If you look at the tail lights, you can see it is the gt-r, as well as the black back bumper and diffuser. The 350z was silver in the back. That's what I noticed but there are still some things that make me think it might be the 350z.
Also if you pause it at around the 3 second mark, you can see what looks like an orange/red NSX, the ARTA NSX I'm guessing, in front of the GTR. You can see that orange/red car in front of holland throughout the race.
 
If you look at the tail lights, you can see it is the gt-r, as well as the black back bumper and diffuser. The 350z was silver in the back. That's what I noticed but there are still some things that make me think it might be the 350z.
Also if you pause it at around the 3 second mark, you can see what looks like an orange/red NSX, the ARTA NSX I'm guessing, in front of the GTR. You can see that orange/red car in front of holland throughout the race.

Yup.

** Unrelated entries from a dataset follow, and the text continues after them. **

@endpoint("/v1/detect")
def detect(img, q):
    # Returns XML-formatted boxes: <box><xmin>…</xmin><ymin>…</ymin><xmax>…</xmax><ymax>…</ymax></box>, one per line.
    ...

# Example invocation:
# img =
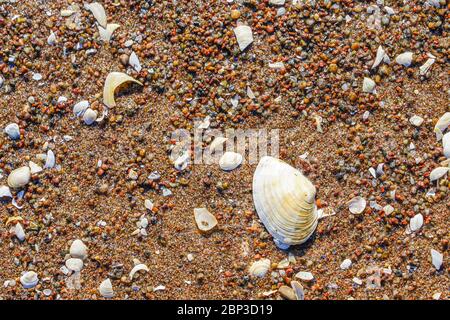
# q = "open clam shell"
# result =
<box><xmin>252</xmin><ymin>156</ymin><xmax>319</xmax><ymax>249</ymax></box>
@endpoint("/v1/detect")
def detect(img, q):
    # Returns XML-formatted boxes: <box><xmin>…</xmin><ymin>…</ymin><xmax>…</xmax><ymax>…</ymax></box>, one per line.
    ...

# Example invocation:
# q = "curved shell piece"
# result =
<box><xmin>99</xmin><ymin>278</ymin><xmax>114</xmax><ymax>298</ymax></box>
<box><xmin>443</xmin><ymin>132</ymin><xmax>450</xmax><ymax>158</ymax></box>
<box><xmin>252</xmin><ymin>156</ymin><xmax>319</xmax><ymax>247</ymax></box>
<box><xmin>194</xmin><ymin>208</ymin><xmax>218</xmax><ymax>234</ymax></box>
<box><xmin>249</xmin><ymin>258</ymin><xmax>271</xmax><ymax>278</ymax></box>
<box><xmin>98</xmin><ymin>24</ymin><xmax>120</xmax><ymax>42</ymax></box>
<box><xmin>129</xmin><ymin>263</ymin><xmax>149</xmax><ymax>279</ymax></box>
<box><xmin>430</xmin><ymin>167</ymin><xmax>449</xmax><ymax>182</ymax></box>
<box><xmin>103</xmin><ymin>72</ymin><xmax>143</xmax><ymax>108</ymax></box>
<box><xmin>0</xmin><ymin>185</ymin><xmax>13</xmax><ymax>198</ymax></box>
<box><xmin>84</xmin><ymin>2</ymin><xmax>107</xmax><ymax>28</ymax></box>
<box><xmin>219</xmin><ymin>152</ymin><xmax>243</xmax><ymax>171</ymax></box>
<box><xmin>20</xmin><ymin>271</ymin><xmax>39</xmax><ymax>289</ymax></box>
<box><xmin>434</xmin><ymin>112</ymin><xmax>450</xmax><ymax>141</ymax></box>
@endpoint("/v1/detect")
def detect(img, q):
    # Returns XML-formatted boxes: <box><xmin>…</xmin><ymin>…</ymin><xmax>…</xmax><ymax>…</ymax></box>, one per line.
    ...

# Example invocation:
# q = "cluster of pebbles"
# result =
<box><xmin>0</xmin><ymin>0</ymin><xmax>448</xmax><ymax>300</ymax></box>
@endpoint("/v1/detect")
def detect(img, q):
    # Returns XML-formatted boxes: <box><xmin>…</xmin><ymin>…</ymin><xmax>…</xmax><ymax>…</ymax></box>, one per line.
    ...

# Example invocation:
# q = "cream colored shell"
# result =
<box><xmin>103</xmin><ymin>72</ymin><xmax>143</xmax><ymax>108</ymax></box>
<box><xmin>252</xmin><ymin>156</ymin><xmax>318</xmax><ymax>249</ymax></box>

If you pause the video just before it switches to the bumper cam you can clearly see its a GT-R.
 
Well either the engine is different or the different cameras/acoustics really change the sound!!
I'm willing to bet the videos from Nagoya are closer to the actual sound.

Until we get direct capture videos we won't know :)
 
It it possible, one of the cars was the new 2010 car with the new 3.4L V8?
I haven't seen any super g cars newer than 2008 in gt5 though. My other thought was that the motul and xanavi have different motors but they are essentially the same car with different livery on each.

Nevermind. Both videos have the exact same engine sound. One has added "boom" from either subs or due to larger arena. If you listen close though, both have the same distinct pitch or whatever you sound people call it.